Today, I received an email that Tribe.net is now supporting FOAF.

I added it to PLINK, and now my PLINK listing only has my first name.

So, now, I have three good FOAF files:
Ecademy
Tribe.net
LiveJournal

The three FOAF browsers I've been playing with most these days are:
PLINK
FoaF Explorer
foafnaut(no listing there, yet)
FOAF: Web View

September 28th

Random Links

As I dig through my emails and messages of the day, I am finding a few interesting things.

I received an email from Intelliseek. They have two interesting sites. http://campaignradar.com provides an interesting snapshot of what is being discussed in the blogosphere with regards to the upcoming election.

If you go to http://www.blogpulse.com/index.html, you can do your own searches on the blogosphere. It looks like a nice tool.

In blogland, my article Herding free-range cats is on CivicSpace.

September 25th

New York Times Magazine

Well, my blogging at Greater Democracy makes the New York Times Magazine, sort of.

I am the greybeard sitting behind and to the left of Markos Moulitsas. However, my name, nor Greater Democracy, isn't mentioned in the article.

September 24th

Better?

(Originally published in Greater Democracy)

“Are you better off now than you were four years ago?”

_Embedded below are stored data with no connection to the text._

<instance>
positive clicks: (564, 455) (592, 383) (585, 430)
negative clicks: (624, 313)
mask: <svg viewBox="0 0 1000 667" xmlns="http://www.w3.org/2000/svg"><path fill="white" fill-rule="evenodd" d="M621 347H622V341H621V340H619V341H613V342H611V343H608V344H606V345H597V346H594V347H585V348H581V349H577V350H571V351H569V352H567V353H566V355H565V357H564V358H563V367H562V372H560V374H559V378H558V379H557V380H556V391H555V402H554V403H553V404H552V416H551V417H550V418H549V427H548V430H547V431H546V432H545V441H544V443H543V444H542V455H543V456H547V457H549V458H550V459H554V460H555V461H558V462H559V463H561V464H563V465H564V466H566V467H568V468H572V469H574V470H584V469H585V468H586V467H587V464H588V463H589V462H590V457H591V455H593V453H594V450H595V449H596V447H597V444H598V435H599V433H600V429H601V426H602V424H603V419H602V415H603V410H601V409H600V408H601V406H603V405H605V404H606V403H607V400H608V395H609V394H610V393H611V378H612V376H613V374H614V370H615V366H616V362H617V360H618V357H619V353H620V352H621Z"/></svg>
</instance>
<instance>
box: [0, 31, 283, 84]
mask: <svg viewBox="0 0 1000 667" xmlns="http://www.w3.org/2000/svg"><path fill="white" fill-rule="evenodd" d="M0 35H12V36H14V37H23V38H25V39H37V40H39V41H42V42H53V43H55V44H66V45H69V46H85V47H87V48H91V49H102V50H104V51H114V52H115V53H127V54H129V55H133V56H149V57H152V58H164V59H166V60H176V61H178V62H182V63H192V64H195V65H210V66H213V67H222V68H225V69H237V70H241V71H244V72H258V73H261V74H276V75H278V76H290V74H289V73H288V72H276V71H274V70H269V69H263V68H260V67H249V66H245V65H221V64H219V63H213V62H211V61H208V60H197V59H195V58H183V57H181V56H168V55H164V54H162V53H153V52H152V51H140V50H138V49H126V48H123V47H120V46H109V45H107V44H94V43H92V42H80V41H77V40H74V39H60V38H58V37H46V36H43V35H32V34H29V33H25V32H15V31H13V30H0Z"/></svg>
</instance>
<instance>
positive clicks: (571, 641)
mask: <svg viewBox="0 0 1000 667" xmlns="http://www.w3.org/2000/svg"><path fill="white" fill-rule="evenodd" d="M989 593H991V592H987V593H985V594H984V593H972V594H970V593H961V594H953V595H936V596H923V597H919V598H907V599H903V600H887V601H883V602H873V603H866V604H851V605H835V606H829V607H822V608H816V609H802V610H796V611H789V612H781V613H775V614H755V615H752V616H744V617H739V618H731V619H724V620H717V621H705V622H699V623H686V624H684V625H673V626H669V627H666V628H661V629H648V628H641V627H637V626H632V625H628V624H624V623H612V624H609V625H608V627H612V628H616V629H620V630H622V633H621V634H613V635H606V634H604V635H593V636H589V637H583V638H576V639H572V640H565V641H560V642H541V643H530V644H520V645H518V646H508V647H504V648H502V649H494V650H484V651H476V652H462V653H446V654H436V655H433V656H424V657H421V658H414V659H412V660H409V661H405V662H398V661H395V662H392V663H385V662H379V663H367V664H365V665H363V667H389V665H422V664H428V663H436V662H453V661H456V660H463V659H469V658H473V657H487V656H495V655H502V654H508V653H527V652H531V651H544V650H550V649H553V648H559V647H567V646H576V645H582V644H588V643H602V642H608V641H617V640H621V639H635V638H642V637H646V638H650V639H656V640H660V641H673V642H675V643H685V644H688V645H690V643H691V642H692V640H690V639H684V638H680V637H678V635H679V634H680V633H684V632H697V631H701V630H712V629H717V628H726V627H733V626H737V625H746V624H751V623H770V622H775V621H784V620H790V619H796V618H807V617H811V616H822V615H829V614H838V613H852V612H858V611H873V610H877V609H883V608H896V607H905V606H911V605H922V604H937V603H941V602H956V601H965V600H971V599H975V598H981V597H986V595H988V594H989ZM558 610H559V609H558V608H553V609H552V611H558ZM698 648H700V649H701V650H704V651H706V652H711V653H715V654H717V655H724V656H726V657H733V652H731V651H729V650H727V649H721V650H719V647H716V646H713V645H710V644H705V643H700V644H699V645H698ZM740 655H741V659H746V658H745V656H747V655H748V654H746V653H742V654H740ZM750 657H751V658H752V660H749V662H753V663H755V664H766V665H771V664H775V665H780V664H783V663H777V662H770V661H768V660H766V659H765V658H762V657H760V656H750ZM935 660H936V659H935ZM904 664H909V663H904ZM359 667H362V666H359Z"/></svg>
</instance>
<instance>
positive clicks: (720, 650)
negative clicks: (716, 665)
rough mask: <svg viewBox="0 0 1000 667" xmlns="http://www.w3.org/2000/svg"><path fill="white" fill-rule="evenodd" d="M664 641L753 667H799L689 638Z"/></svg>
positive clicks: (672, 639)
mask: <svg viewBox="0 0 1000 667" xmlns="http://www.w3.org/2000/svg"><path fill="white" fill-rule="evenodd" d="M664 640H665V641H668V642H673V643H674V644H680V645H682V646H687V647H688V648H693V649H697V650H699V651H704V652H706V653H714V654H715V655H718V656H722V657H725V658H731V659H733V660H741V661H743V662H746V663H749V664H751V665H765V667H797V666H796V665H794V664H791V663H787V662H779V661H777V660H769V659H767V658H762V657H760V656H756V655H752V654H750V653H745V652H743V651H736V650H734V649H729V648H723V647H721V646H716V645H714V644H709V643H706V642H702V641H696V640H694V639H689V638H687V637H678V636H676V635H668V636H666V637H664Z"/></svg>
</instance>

This is a question that gets asked during just about every election, and the answer usually seems to be more, “Do you want the current administration to remain in power?” People who do want the current administration to remain in power, cite examples of how they are better off, and point out that the places where they are better off are not a result of the current administration. Those who want regime change site examples about how things are not as good as the were four years ago, and how the things that are better are not a result of the current administration.

(Categories: )

Herding free-range cats

Herding free-range cats: An exploration into the organizational dynamics of an open software project

On a mid-September weekend in 2004, about two dozen people sat around a table on the fifth floor of an ecologically friendly building in San Francisco. Almost everyone there was under twenty-five, almost everyone there was male, almost everyone there had a laptop fired up and connected to the internet over WiFi, and everyone there was interested in finding ways to better use technology to bring about social change.

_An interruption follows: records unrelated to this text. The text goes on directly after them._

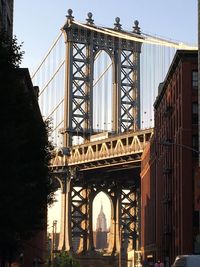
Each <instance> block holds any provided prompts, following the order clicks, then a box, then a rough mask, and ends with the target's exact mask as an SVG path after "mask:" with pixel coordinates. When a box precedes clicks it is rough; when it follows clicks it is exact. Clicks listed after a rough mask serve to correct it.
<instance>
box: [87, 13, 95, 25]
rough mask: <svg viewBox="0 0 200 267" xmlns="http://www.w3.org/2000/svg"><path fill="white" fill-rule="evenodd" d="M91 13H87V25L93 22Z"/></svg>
mask: <svg viewBox="0 0 200 267" xmlns="http://www.w3.org/2000/svg"><path fill="white" fill-rule="evenodd" d="M92 16H93V15H92V13H91V12H89V13H88V18H87V19H86V21H87V24H94V20H93V19H92Z"/></svg>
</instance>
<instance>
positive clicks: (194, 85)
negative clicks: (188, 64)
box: [192, 70, 198, 89]
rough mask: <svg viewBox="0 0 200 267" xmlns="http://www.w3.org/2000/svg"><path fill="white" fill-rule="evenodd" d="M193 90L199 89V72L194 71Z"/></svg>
mask: <svg viewBox="0 0 200 267" xmlns="http://www.w3.org/2000/svg"><path fill="white" fill-rule="evenodd" d="M192 88H193V89H198V71H196V70H194V71H192Z"/></svg>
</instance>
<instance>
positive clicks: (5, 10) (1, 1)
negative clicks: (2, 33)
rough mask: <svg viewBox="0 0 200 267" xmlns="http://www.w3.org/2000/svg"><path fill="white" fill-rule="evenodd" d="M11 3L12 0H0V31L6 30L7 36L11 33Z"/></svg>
mask: <svg viewBox="0 0 200 267" xmlns="http://www.w3.org/2000/svg"><path fill="white" fill-rule="evenodd" d="M13 5H14V1H13V0H1V1H0V32H1V31H5V32H7V33H8V35H9V37H12V34H13Z"/></svg>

It was the first CivicSpace Summit. A year and a half earlier, a couple college kids who had become excited about electoral politics through Howard Dean’s presidential campaign had started talking together. They wanted to build the ultimate open source campaign tool. It would use some sort of content management, syndication of articles, maybe some sort of buddy list, etc. All the sites would be connected together.